Hiring for Skills vs. Studies

May 24, 2019

What do Ashling Team’s CEO Colleen Lennox and IBM’s CEO Ginni Rometty have in common? The viewpoint that cybersecurity skills should be more highly valued (than studies). 

In a recent Dice article, Rometty discussed that tech employers should focus more on skills, than on degrees. And Lennox agrees, emphasizing that although ‘experience’ obviously varies, employers should weigh work history more heavily.

“The caliber of experience is what’s critical,” says Lennox. “Work ethic, job hopping, and career progression characterize the depth and breadth of a professional’s experience and what should be more closely considered and valued.”

Drawing from nearly three decades of experience specializing in placing and procuring infotech and infosec professionals, Lennox explains that when reviewing resumes and online profiles, your eyes first hit the experience section.

“Inevitably, you come across a fantastic candidate, who’s experience is spot-on for a specific position, but she/he doesn’t have a degree, so then you have to eliminate that person from consideration. It’s a shame,” Lennox says.

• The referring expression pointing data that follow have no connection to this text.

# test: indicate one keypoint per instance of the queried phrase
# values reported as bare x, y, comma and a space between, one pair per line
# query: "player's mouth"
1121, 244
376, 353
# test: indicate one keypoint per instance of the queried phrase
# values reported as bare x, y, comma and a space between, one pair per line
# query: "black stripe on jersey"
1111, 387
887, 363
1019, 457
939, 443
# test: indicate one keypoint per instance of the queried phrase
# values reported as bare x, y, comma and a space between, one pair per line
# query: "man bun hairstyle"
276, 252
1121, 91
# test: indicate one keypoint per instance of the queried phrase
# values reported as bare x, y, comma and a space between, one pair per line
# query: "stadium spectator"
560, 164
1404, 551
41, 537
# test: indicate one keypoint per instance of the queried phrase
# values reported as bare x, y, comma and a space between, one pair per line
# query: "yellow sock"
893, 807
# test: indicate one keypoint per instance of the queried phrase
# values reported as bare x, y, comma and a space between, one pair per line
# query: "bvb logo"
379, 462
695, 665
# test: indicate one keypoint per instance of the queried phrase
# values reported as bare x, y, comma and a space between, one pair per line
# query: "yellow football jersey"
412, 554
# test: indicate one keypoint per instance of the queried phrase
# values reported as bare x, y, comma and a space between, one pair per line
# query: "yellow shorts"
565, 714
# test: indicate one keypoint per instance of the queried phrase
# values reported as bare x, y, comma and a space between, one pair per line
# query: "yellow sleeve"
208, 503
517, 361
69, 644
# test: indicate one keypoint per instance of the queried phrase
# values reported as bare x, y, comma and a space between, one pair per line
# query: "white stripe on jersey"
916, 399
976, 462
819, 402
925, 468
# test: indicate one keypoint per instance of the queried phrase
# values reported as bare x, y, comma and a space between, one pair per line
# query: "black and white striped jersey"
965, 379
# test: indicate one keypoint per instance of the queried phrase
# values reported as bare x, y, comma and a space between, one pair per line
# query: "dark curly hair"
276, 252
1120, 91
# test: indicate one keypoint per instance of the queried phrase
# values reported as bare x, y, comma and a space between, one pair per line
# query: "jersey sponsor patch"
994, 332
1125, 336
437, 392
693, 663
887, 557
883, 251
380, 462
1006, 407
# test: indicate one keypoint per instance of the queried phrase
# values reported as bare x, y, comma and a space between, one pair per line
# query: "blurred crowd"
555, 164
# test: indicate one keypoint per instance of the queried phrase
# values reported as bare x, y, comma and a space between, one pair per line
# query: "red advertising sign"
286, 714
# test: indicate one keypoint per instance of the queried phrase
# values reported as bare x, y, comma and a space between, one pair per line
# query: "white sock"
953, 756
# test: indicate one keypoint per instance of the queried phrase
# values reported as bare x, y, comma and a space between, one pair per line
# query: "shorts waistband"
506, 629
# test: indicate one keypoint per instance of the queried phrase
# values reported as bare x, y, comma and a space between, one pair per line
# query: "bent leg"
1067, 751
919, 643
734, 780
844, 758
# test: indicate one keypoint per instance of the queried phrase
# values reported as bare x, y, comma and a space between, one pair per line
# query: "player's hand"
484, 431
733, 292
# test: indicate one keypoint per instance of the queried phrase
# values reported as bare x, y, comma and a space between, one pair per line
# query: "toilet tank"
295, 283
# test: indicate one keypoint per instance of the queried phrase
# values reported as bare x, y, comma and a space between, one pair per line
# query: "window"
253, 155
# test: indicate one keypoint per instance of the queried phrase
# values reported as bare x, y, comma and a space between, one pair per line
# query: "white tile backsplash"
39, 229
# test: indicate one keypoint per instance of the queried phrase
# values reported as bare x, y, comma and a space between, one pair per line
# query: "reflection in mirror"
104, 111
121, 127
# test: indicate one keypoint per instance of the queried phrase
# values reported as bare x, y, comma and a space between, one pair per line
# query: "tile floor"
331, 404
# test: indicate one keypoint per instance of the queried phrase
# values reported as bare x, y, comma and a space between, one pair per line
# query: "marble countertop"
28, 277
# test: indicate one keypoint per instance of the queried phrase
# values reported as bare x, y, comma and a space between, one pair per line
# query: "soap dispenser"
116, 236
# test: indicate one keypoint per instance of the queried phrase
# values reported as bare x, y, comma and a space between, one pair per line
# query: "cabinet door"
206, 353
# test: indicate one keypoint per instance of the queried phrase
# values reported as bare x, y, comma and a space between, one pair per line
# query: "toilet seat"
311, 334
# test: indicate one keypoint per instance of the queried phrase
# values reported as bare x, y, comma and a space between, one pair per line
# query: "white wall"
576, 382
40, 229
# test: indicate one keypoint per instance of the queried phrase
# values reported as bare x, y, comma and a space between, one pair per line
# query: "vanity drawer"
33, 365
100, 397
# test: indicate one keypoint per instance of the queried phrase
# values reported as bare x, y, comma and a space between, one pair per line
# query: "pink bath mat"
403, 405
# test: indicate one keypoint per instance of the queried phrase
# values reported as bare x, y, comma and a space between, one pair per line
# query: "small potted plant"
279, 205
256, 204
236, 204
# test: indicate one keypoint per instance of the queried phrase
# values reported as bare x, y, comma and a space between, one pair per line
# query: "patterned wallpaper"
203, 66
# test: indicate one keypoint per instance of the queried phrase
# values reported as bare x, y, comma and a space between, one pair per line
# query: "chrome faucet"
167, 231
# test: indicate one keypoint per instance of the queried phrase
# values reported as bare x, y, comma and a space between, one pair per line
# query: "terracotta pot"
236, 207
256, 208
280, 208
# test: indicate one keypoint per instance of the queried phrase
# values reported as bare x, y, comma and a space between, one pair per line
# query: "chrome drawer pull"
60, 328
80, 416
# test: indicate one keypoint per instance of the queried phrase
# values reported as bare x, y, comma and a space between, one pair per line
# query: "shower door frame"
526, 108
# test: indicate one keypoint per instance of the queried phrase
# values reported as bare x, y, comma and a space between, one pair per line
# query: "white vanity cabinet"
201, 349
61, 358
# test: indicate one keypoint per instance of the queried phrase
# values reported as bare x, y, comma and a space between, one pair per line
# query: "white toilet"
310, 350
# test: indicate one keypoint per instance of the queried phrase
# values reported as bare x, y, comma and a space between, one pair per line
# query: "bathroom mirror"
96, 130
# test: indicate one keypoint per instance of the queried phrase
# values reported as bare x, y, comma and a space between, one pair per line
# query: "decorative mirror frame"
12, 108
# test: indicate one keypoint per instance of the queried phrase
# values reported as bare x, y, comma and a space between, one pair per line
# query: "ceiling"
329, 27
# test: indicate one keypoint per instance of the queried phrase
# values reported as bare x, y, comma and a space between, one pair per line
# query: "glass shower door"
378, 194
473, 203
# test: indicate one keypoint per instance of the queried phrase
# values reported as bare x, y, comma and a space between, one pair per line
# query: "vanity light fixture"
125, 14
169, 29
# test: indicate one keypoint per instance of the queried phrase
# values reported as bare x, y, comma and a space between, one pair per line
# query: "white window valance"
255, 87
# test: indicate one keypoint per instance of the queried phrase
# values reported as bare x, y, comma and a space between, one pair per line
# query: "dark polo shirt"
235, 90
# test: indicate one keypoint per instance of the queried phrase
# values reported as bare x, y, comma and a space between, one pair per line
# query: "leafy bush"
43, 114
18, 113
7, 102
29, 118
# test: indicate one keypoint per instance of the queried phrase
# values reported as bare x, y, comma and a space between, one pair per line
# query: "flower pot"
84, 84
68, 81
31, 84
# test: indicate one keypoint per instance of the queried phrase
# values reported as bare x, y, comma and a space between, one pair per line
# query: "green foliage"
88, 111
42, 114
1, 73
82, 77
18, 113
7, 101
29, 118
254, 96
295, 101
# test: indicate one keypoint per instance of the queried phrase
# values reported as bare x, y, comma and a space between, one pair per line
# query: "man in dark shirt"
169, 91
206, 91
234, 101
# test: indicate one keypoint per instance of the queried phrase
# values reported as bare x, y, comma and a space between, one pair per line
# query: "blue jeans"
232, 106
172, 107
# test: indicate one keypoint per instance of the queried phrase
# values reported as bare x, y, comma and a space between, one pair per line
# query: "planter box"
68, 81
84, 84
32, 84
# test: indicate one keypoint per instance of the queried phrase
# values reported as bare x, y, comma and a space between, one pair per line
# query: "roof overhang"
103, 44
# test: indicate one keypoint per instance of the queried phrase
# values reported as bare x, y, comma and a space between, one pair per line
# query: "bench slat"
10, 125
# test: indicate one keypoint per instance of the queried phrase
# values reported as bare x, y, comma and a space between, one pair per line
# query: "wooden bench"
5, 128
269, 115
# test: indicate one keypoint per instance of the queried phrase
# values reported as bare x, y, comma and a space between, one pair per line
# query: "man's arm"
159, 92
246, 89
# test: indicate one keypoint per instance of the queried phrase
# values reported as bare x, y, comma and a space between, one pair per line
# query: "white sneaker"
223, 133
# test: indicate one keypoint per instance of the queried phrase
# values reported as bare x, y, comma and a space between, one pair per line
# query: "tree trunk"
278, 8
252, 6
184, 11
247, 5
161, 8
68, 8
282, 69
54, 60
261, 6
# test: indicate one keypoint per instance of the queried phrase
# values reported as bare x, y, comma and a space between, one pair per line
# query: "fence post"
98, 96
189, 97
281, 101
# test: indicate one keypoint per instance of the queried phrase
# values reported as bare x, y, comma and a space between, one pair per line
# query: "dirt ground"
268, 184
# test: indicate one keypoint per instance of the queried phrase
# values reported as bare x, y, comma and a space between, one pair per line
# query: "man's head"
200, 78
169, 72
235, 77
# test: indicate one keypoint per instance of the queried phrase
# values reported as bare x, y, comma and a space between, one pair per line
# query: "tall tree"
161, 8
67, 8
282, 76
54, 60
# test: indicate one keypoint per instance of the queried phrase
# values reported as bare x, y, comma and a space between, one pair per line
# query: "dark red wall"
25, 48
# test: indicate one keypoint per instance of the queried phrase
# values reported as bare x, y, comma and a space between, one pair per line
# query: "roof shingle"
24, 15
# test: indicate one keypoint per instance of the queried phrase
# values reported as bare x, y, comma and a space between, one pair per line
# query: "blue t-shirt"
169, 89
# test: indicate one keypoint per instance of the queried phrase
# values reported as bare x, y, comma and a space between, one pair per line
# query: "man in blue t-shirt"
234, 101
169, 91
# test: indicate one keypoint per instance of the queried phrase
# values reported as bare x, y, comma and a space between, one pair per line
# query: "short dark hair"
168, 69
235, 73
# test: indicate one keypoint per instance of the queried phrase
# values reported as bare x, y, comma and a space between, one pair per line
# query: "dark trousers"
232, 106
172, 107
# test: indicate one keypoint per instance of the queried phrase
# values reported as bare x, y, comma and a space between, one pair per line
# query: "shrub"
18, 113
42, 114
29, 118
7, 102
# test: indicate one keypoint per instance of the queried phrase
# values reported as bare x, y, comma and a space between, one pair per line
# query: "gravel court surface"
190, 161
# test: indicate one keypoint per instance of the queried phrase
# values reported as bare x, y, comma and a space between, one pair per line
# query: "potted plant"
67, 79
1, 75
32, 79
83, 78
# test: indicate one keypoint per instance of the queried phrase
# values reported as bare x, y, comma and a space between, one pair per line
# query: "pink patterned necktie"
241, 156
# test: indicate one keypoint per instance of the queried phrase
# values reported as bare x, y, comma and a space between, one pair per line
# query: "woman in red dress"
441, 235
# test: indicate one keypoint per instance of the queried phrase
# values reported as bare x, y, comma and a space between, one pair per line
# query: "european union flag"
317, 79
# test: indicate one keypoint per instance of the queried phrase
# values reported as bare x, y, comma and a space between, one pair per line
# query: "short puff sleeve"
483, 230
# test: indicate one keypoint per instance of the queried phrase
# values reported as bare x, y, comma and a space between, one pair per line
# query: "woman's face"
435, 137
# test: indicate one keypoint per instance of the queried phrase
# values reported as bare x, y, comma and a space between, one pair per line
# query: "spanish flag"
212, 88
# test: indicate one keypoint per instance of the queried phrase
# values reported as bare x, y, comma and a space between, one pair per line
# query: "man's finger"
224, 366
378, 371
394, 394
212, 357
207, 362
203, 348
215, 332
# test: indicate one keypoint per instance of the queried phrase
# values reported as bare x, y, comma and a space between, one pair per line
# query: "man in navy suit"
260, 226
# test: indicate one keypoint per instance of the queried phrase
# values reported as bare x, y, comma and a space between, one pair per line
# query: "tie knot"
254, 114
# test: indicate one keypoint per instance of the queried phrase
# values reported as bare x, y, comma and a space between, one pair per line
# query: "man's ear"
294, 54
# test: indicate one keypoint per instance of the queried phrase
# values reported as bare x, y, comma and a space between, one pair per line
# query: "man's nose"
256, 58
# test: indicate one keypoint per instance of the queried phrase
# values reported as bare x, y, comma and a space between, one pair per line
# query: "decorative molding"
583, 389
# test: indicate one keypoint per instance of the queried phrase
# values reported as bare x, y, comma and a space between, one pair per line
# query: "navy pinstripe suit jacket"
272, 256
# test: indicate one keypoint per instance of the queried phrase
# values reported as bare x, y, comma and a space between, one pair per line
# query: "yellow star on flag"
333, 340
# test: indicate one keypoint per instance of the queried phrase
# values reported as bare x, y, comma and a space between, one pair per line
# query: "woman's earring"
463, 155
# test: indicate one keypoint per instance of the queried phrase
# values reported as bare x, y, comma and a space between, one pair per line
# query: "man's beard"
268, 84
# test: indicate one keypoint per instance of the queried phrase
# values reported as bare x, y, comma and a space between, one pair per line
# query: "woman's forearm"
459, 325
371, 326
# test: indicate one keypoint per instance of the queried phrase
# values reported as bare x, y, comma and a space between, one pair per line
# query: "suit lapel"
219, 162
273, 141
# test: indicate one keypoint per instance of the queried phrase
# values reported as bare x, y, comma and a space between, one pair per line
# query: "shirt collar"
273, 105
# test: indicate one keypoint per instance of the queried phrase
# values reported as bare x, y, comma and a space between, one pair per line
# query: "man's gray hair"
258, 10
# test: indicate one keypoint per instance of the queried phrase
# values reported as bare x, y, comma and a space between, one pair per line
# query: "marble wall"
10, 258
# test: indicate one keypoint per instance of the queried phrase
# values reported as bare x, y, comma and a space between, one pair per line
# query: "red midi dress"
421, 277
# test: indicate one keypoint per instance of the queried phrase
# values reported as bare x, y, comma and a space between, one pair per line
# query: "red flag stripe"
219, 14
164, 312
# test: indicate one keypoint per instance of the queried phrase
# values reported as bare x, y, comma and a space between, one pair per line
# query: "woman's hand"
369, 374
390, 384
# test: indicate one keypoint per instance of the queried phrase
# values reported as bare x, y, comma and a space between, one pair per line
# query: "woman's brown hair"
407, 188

“In the cybersecurity industry, it’s shortsighted to pass-up people based upon their completion of a degree. Unfortunately, many companies are still universally applying hiring standards and requirements across all jobs and departments,” continues Lennox. 

“However, information security is a rapidly-evolving, growing industry wherein education can’t yet keep up and, therefore, isn’t commensurate with relevant experience,” she continues.

Lennox notes that many of the companies with which Ashling Team partners— leaders in the healthcare, finance and consulting industries— will forgo a degree based upon the caliber, depth and specificity of a person’s experience.